Capítulo 9: Cosas Del País - Page 2 of 3

Fr. Sibyla levantó los ojos y los fijó en la fisonomía del enfermo:

- Y ¿qué ha decidido V.R?. -preguntó.

- ¡Morir, ay!, ¿quédame otra cosa acaso?. Sufro demasiado pero... he hecho sufrir a muchos... ¡saldo mi deuda!. Y tú, ¿cómo estás?, ¿qué traes?.

- Venía a hablarle del encargo que me ha cometido.

- ¡Ah!, ¿y qué es ello?.

- ¡Psh!, -contestó con disgusto el joven sentándose y volviendo con desprecio la cara a otra parte-, nos han contado fábulas; el joven Ibarra es un chico prudente, no parece tonto, pero le creo un buen chico.

- ¿Lo crees?.

- ¡Anoche comenzaron las hostilidades!.

- ¿Ya?, ¿y como?.

Fr. Sibyla refirió brevemente lo que pasó entre el P. Dámaso y Crisóstomo Ibarra.

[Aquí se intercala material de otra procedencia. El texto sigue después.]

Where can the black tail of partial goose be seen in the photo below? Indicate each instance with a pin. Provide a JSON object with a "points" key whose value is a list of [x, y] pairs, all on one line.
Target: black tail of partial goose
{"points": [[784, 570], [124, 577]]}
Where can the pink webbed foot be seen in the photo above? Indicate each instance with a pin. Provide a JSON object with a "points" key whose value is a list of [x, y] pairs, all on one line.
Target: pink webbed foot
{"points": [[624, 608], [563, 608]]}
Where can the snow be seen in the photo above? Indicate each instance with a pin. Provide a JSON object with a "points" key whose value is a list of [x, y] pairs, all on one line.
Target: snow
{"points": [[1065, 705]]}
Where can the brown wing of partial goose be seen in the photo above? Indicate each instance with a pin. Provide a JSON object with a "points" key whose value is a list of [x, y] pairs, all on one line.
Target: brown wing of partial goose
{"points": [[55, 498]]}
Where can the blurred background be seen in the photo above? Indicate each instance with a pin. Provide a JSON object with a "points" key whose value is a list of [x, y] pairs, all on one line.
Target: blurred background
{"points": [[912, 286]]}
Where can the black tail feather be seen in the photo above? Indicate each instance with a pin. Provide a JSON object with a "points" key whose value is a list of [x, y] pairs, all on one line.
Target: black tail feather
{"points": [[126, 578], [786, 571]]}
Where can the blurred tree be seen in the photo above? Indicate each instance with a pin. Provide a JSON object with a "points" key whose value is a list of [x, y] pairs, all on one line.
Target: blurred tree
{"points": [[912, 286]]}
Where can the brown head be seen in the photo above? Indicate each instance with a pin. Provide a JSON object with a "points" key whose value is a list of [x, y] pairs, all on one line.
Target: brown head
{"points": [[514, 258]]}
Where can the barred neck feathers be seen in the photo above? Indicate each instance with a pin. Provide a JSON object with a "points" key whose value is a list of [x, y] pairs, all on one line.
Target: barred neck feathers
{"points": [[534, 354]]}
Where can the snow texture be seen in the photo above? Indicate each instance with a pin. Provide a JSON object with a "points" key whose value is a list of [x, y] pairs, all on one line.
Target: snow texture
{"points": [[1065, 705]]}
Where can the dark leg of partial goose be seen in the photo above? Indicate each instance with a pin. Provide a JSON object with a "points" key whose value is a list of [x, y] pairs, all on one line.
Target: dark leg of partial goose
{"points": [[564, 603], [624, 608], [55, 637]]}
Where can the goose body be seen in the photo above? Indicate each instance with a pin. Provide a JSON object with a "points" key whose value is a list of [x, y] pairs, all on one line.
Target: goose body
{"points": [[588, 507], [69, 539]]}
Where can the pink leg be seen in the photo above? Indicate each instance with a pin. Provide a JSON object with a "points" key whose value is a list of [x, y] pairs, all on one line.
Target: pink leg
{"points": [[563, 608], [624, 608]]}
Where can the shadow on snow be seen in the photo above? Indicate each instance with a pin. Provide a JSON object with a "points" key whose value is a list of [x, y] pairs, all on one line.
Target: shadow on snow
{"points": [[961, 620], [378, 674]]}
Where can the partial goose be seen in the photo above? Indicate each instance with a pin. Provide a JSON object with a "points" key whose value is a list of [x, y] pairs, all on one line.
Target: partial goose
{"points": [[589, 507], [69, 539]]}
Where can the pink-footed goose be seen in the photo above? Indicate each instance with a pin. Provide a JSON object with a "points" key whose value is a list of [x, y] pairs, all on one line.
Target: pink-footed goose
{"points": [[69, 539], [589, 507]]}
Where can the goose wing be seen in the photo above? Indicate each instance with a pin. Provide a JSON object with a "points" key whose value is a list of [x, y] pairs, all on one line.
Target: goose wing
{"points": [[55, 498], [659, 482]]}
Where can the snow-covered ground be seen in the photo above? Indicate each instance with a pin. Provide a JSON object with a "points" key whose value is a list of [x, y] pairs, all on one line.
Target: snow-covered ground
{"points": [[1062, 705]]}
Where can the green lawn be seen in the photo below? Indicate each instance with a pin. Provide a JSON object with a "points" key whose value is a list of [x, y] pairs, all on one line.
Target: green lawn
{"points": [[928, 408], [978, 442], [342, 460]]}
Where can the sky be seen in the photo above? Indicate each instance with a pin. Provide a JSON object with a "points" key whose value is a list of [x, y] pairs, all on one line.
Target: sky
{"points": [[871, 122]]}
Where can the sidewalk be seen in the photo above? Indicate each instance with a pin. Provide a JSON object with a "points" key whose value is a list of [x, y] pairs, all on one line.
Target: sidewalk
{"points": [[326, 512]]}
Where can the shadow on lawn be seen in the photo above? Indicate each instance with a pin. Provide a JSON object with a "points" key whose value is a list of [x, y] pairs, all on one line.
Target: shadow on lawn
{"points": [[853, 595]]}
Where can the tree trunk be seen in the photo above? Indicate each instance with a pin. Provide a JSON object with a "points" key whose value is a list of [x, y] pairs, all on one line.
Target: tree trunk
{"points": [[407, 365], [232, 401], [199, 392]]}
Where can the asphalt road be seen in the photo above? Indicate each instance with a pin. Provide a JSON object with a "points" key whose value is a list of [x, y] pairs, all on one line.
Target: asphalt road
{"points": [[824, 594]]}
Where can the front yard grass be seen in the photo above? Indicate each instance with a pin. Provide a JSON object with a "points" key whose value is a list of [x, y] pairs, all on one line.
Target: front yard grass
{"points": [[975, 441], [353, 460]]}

- Además –añadió concluyendo-, el joven se casa con la hija de Capitán Tiago, educada en el colegio de nuestras hermanas, es rico y no querrá hacerse de enemigos para perder felicidad y fortuna.

El enfermo movía la cabeza en señal de asentimiento.

- Sí, pienso como tú... Con una mujer tal y un suegro parecido, le tendremos en cuerpo y alma. Y si no, ¡tanto mejor si se declarase enemigo nuestro!.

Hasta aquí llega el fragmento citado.